Si je ne suis pas concerné, je comprends ceux qui les font. Que les marchands de vêtements, de chaussures, de tissus n’ont plus le droit d’exposer je peux comprendre, mais qu’on autorise au moins les produits de premières nécessité. Les marchés sont assez vastes pour les séparer. À premier abord, on risque plus de se faire contaminer dans un supermarché qu’en plein air sur un marché.

Je remarque que dans les supermarchés, les gens font la queue en respectant les distances réglementaires. Mais parmi eux, il y a 60-80% de personnes âgées. Qu’est-ce qu’ils font dehors ces gens-là ? Que font les enfants, les petits enfants ? On devrait les obliger à rester chez eux. Ma mère, je lui ai interdit de sortir et je vais lui faire ses courses. Il y a des choses qui me semblent folles dans le comportement des gens.
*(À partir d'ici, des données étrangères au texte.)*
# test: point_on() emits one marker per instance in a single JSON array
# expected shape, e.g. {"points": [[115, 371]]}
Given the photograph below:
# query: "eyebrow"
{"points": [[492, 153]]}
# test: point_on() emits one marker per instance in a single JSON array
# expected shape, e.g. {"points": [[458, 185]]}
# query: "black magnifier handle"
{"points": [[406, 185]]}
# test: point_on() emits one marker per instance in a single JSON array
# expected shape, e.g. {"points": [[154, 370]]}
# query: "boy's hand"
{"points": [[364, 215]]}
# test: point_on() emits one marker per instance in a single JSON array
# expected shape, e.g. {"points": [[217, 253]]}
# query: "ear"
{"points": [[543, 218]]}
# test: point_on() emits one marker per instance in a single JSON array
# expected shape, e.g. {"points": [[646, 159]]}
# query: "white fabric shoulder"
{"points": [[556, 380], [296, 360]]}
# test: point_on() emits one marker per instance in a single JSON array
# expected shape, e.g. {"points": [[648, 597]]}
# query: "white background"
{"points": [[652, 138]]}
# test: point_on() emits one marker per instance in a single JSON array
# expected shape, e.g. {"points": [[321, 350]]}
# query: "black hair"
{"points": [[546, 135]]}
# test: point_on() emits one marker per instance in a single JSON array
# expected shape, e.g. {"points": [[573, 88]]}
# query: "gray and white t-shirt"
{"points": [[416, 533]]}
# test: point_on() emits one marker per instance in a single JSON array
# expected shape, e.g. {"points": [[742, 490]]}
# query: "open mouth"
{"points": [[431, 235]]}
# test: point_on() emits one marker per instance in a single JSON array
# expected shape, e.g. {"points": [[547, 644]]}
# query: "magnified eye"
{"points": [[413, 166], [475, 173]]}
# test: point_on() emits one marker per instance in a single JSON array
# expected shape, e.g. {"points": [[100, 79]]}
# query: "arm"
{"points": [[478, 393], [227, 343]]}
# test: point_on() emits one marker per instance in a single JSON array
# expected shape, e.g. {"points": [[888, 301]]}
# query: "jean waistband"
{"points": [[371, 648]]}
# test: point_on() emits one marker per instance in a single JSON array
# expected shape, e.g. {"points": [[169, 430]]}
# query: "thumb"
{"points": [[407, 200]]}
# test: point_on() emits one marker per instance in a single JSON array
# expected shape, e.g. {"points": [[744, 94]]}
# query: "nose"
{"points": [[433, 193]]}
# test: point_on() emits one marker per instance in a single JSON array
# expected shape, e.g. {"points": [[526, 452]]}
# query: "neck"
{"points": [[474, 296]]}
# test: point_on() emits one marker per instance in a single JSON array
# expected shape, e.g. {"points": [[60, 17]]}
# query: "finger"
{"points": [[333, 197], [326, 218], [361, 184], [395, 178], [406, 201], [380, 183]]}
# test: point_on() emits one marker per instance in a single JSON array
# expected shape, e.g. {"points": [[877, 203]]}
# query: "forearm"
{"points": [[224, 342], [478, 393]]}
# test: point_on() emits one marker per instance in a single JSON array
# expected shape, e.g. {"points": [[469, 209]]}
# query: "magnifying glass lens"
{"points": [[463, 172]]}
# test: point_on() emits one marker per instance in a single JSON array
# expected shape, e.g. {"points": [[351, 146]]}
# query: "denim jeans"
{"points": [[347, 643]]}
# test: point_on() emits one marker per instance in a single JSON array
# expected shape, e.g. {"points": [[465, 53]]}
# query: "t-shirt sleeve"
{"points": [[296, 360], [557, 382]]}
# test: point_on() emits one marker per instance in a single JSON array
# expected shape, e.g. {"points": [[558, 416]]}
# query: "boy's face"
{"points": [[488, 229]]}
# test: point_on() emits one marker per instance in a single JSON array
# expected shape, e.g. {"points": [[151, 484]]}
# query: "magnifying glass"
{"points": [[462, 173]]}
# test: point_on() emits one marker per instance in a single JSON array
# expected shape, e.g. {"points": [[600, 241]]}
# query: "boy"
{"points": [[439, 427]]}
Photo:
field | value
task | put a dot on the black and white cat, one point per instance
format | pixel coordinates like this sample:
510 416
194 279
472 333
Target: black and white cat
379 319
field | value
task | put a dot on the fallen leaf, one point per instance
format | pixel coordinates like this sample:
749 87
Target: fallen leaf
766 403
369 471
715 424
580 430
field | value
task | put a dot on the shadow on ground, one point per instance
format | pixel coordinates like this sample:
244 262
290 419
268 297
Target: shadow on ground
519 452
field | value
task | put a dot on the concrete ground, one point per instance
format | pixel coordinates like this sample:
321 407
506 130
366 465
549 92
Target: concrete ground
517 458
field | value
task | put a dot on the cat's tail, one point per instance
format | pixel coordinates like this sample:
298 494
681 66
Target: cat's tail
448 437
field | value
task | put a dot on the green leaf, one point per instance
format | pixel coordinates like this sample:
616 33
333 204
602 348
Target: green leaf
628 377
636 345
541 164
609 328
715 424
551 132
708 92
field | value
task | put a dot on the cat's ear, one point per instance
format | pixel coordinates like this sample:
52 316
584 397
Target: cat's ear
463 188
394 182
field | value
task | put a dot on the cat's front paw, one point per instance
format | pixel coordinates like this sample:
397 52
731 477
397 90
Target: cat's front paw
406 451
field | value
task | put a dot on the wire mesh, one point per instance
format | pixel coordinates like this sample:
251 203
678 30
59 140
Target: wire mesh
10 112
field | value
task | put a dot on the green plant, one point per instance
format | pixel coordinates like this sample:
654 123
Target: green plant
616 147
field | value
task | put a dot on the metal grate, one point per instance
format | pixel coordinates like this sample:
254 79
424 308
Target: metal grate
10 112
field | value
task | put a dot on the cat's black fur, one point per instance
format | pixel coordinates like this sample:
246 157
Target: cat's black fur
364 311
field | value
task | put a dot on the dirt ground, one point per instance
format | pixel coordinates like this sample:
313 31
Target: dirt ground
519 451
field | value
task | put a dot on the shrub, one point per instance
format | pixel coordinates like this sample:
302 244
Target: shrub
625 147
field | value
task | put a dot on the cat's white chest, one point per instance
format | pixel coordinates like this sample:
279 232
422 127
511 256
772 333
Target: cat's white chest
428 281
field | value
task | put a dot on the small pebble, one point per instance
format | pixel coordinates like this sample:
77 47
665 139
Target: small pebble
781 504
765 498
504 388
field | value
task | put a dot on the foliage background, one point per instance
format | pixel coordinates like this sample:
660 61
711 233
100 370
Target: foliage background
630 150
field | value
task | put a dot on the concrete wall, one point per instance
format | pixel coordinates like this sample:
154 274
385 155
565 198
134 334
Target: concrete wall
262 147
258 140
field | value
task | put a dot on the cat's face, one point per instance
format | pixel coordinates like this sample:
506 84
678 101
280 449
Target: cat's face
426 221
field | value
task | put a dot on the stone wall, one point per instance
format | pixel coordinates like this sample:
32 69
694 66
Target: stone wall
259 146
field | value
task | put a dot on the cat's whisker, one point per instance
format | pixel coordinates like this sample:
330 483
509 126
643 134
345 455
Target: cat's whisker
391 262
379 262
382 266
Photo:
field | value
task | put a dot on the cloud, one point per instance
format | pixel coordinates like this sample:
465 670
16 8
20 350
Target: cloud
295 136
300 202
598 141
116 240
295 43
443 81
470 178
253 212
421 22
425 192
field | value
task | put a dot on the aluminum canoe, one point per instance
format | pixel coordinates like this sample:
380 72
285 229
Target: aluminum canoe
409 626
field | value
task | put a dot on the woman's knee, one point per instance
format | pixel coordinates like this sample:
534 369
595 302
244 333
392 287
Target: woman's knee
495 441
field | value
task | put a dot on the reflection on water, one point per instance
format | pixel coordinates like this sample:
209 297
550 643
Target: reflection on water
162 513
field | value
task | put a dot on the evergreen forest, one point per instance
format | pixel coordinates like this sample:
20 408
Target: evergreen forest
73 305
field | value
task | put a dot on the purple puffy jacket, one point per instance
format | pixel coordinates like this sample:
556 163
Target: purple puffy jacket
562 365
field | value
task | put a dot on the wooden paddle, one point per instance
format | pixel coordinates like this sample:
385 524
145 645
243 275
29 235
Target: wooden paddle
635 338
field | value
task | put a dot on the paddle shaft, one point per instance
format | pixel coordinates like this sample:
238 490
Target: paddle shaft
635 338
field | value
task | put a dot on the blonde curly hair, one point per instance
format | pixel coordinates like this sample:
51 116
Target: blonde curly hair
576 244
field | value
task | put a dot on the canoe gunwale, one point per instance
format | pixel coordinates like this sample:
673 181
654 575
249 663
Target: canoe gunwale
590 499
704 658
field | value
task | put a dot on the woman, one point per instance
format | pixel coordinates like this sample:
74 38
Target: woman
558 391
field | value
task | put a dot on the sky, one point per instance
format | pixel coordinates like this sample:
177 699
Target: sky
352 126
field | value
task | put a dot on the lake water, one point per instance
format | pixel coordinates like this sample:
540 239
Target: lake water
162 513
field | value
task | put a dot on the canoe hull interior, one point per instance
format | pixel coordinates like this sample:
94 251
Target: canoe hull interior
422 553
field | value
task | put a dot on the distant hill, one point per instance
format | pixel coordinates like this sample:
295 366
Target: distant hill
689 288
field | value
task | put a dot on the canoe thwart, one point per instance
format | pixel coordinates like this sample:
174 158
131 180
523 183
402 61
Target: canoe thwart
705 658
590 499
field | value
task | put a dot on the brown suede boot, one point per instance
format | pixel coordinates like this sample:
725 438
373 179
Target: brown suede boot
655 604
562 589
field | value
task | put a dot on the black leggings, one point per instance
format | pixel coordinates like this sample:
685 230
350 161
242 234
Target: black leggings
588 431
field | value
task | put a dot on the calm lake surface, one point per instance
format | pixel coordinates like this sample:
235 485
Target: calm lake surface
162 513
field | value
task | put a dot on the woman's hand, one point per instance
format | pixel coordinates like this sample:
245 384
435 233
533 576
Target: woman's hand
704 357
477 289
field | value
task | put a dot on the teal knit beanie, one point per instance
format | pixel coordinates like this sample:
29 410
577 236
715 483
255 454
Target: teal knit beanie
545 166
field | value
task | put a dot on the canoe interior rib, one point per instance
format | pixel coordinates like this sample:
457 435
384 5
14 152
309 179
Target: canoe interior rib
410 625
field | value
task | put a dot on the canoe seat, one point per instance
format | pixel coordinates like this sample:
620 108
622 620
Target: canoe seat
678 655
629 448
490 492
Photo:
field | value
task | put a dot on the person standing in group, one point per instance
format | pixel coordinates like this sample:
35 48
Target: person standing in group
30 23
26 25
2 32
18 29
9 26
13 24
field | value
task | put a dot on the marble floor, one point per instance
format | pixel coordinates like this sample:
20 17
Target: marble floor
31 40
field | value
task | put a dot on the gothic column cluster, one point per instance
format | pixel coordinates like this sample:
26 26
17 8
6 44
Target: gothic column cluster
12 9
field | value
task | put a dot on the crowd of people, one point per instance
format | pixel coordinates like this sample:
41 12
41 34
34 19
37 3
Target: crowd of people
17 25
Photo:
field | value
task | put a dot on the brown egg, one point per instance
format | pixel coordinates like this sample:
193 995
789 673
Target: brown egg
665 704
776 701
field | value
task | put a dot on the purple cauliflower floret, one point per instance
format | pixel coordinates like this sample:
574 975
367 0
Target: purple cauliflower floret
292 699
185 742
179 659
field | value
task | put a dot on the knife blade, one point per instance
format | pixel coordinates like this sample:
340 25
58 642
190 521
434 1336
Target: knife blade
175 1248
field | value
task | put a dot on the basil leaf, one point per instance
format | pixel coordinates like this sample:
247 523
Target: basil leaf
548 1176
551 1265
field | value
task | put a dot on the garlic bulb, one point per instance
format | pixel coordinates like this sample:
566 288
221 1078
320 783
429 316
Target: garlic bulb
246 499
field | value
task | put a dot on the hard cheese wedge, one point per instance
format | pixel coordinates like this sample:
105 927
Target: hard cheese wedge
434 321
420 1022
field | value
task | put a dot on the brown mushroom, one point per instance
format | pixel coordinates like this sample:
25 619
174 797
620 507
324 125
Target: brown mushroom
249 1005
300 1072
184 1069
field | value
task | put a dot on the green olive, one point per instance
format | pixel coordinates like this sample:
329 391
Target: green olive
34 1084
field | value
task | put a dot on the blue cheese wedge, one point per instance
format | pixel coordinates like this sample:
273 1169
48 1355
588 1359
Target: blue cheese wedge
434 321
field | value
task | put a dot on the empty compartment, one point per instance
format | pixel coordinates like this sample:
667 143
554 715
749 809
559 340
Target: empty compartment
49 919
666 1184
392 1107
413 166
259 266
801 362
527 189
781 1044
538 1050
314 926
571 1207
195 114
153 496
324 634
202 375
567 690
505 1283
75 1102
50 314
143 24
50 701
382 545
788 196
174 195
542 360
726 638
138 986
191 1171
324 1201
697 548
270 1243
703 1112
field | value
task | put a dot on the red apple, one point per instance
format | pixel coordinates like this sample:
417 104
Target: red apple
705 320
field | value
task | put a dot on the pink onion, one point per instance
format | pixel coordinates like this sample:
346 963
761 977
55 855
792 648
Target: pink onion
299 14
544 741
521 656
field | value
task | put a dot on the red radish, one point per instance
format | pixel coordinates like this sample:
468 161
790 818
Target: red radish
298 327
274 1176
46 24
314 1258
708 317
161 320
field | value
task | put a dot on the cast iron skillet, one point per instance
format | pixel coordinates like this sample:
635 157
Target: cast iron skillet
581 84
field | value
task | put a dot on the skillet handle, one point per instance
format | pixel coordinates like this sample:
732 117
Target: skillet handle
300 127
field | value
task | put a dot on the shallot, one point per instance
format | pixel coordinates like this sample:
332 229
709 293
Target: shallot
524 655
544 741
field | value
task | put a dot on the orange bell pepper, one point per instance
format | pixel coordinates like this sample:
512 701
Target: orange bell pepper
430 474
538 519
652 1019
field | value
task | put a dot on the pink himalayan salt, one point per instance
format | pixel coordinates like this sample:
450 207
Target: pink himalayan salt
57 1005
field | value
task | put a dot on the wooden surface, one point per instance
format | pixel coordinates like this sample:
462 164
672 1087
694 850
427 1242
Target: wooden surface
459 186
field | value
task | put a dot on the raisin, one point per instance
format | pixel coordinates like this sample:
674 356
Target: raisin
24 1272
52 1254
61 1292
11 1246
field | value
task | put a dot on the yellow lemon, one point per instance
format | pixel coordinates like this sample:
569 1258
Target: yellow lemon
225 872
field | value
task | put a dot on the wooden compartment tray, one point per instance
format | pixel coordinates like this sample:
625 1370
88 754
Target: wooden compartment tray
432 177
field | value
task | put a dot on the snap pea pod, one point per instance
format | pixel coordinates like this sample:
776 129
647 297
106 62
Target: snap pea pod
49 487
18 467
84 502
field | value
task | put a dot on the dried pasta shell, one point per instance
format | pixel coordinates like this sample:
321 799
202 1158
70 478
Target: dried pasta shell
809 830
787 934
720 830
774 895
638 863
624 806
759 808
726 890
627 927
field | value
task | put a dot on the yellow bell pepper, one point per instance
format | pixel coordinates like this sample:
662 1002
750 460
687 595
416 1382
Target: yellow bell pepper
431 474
Si ces personnes-là veulent rester confinées pendant des mois, ils ont cas continuer à aller faire les courses, c’est eux la cible du virus. 

« Ça permet aux gens de revenir aux sources »

Allons-nous aller vers une recrudescence de la vente directe ? 
On bénéficie surtout de la vente directe par les supermarchés. Je vend 300 tonnes à la coopérative, 300 tonnes par moi-même. Les supermarchés qui jouent le jeu, c’est une bonne chose, ça va recentrer les gens sur les produits français, les producteurs français qui font de la bonne marchandise. C’est assez égoïste, mais ça permet aux gens de revenir aux sources, c’est peut-être un bien quelque part.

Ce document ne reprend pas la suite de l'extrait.